NarrativeDesign.org has an amazing article on the evolving philosophy of games and narrative, and where it’s going from here. It breaks down and identifies the foundation that we now stand on as we move forward. Overall, we’re talking about the desire to give the player full interactive immersion through experience:
The video game industry now stands on a threshold, ready to create a new form of story, an interactive one. As video game products increase in diversification that new form exists, forming a yet to be named niche within the medium whose aim is dramatic play. It is at the intersections of interactive media, games, and drama that dramatic play exists. It’s been a long time coming; for over 150 years people have been trying to bring it forth. Heralding it most was Richard Wagner, ever famous German composer and theorist. He called this new form “Gesamtkunstwerk“, or ‘the total artwork’, the embodiment of all the arts into one fusion in which the fourth wall [screen] is dissolved and the spectator becomes actor-player.
Reading this gave me goosebumps.What strikes me about this is the ‘rabbit-hole’ level of depth here. Movies don’t have this anymore. Avatar was regarded as an envelope-pushing movie, and yet the viewer experience was marginally better (at best) than other epic-sized movies of similar class. In other words, movie directors can achieve 90% of viewer immersion with a minimal amount of props and backdrop. To achieve the other 10%, it requires more extras, and more complex mis en scene. Of course, there are directors like James Cameron who accomplish amazing cinematic illusion–circumventing a bad script with dizzying visual complexity. However, not many others have that luxury.
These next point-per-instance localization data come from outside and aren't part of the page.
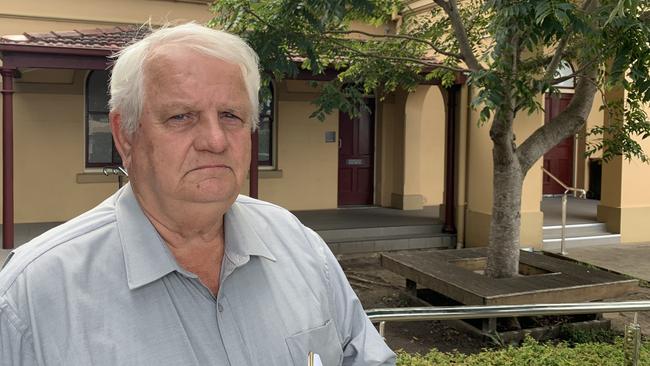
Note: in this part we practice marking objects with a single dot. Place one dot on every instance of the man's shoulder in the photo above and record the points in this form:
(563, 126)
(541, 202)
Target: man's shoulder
(265, 210)
(48, 246)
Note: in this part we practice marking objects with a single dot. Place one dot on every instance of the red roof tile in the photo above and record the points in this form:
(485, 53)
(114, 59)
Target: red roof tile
(111, 39)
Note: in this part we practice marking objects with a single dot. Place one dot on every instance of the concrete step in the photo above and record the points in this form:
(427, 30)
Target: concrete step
(371, 233)
(576, 230)
(392, 242)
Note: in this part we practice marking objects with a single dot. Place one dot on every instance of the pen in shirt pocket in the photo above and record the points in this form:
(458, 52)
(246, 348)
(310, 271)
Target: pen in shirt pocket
(313, 359)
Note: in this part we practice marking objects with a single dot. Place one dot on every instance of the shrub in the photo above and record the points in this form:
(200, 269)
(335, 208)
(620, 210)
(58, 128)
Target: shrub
(532, 353)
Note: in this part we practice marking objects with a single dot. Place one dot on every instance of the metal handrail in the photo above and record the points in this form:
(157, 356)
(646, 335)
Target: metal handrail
(581, 194)
(632, 331)
(501, 311)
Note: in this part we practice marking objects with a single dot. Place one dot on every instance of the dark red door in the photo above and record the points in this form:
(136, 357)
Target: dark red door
(559, 160)
(356, 158)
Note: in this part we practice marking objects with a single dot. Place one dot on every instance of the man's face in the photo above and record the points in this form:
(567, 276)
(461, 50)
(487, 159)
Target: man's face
(192, 143)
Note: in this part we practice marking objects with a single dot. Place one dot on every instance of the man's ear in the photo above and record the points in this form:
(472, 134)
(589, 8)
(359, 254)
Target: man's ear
(121, 138)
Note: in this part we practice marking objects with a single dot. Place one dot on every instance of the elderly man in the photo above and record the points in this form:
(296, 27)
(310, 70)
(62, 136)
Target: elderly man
(176, 268)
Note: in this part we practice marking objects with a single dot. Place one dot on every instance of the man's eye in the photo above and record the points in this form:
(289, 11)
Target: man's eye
(181, 117)
(231, 118)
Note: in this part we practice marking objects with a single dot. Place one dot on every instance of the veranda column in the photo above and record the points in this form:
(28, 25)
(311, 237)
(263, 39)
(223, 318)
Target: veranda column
(253, 172)
(8, 159)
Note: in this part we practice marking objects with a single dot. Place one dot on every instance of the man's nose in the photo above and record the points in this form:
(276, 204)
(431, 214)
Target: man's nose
(210, 135)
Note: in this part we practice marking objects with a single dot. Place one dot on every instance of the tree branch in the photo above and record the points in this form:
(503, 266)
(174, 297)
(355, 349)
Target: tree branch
(450, 7)
(561, 47)
(402, 36)
(395, 58)
(563, 125)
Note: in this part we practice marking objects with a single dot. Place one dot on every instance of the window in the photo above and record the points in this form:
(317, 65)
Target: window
(100, 150)
(565, 69)
(265, 130)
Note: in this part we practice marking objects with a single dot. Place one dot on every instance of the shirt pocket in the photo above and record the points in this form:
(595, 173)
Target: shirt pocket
(322, 340)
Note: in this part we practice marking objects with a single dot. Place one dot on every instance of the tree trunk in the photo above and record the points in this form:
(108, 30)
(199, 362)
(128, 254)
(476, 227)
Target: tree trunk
(503, 245)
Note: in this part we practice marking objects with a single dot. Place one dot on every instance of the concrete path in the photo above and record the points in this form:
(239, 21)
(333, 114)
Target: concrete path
(629, 259)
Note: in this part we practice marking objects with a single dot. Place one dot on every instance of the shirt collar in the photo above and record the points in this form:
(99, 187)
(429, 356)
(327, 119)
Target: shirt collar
(243, 235)
(146, 255)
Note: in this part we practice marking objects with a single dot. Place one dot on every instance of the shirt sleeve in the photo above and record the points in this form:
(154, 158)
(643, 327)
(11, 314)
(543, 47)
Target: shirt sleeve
(16, 347)
(362, 344)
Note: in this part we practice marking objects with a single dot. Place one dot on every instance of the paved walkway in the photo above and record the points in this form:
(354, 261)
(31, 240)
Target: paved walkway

‘Immersion’ in a movie sense is a loose term. It has only been in isolated cases that movies have enabled audience participation, and then only by methods that ultimately sabotage the original goal, ejecting the audience from the story in order to ask them what they would like to do next.
It’s my belief that the biggest hurdle to immersion in the interactive media sense is input technology. Game control systems have historically been the slowest in evolving. An Xbox 360 controller now doesn’t look a whole lot different than the original NES controller from 25 years ago–just more buttons and movement sticks.
Control systems need to disappear entirely, or turn to such a natural way of input that it requires very little effort to learn. Check out this video from Ted:
Imagine an entire manipulation system built upon tai chi or yoga. Even this, though, doesn’t take the idea of immersion as far as it *could* go.
I’m not going to try to solve the rabbit hole in this post, but suffice to say, I’m part of a journey, and I’m excited to be here.